Continuamos o estudo da obra Dao De Jing, entrando no sétimo capítulo onde o Velho Mestre nos diz:
O céu é eterno.
A Terra é eterna.
A razão pela qual são eternos
é porque não vivem para si próprios.
É por isso que são eternos.
A pessoa sábia coloca-se na retaguarda
mas acaba sempre à frente.
Ela não se preocupa com a sua própria segurança
mas mantém-se sempre segura.
Não é por ser altruísta
que ela é capaz de realizar o seu verdadeiro eu?

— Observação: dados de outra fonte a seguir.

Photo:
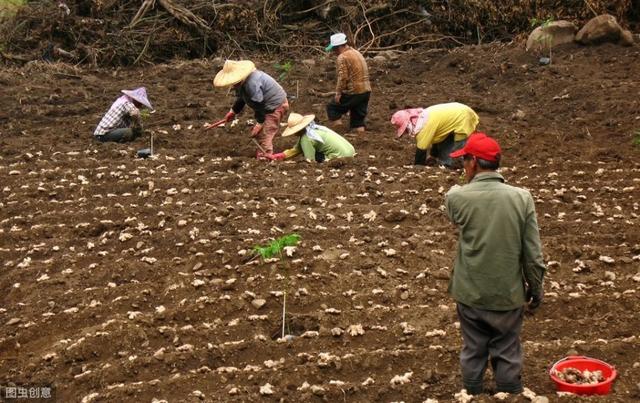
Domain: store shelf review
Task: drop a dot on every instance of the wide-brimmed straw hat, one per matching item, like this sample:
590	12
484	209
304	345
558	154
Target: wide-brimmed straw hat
140	95
297	122
233	72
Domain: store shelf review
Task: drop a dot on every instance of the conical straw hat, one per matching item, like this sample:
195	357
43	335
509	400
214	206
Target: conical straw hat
297	122
140	95
233	72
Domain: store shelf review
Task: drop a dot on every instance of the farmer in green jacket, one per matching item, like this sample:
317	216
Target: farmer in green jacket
317	143
498	268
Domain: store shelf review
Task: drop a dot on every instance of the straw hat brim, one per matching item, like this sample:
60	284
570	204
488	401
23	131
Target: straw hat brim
304	122
240	71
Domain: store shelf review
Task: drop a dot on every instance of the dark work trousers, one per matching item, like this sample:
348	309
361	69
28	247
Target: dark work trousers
120	135
442	150
357	105
491	336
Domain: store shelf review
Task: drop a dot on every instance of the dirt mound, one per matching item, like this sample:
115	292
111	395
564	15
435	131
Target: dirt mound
123	32
127	280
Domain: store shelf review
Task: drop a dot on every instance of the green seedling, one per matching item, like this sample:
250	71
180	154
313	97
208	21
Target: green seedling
275	249
283	69
145	114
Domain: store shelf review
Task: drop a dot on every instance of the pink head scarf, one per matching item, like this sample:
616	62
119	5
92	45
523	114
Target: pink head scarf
402	118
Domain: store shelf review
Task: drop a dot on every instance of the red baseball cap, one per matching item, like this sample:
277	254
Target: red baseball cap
481	146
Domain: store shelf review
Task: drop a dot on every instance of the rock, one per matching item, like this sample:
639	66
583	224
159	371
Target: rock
258	303
544	61
390	54
626	38
318	390
551	35
159	355
309	62
518	115
266	389
603	28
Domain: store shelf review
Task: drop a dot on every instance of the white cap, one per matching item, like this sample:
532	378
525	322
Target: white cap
336	40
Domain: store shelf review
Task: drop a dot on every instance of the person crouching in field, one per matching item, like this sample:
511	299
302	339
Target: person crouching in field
123	122
317	143
262	93
439	129
498	270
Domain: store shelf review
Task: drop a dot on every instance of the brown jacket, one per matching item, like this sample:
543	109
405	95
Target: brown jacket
353	73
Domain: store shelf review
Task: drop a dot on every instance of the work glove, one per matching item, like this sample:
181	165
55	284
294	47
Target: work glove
229	116
256	129
534	300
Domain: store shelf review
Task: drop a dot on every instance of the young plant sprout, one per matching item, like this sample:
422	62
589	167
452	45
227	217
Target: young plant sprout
546	39
275	249
284	69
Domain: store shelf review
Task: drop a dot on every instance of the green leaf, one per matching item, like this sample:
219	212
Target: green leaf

O Velho Mestre começa o capítulo destacando a eternidade do Céu e da Terra, que para o autor simbolizam os aspectos maiores e mais estáveis do universo. Essa eternidade sugere uma harmonia profunda com o Dao, o princípio fundamental que governa tudo.
O autor diz que a razão para que assim seja é porque o Céu e a Terra não existem para si mesmos, pelo contrário, servem o Todo, a totalidade do universo. Esta falta de egoísmo é o que lhes confere a eternidade. Ao não terem um propósito próprio, harmonizam-se completamente com o Dao, e assim permanecem eternos.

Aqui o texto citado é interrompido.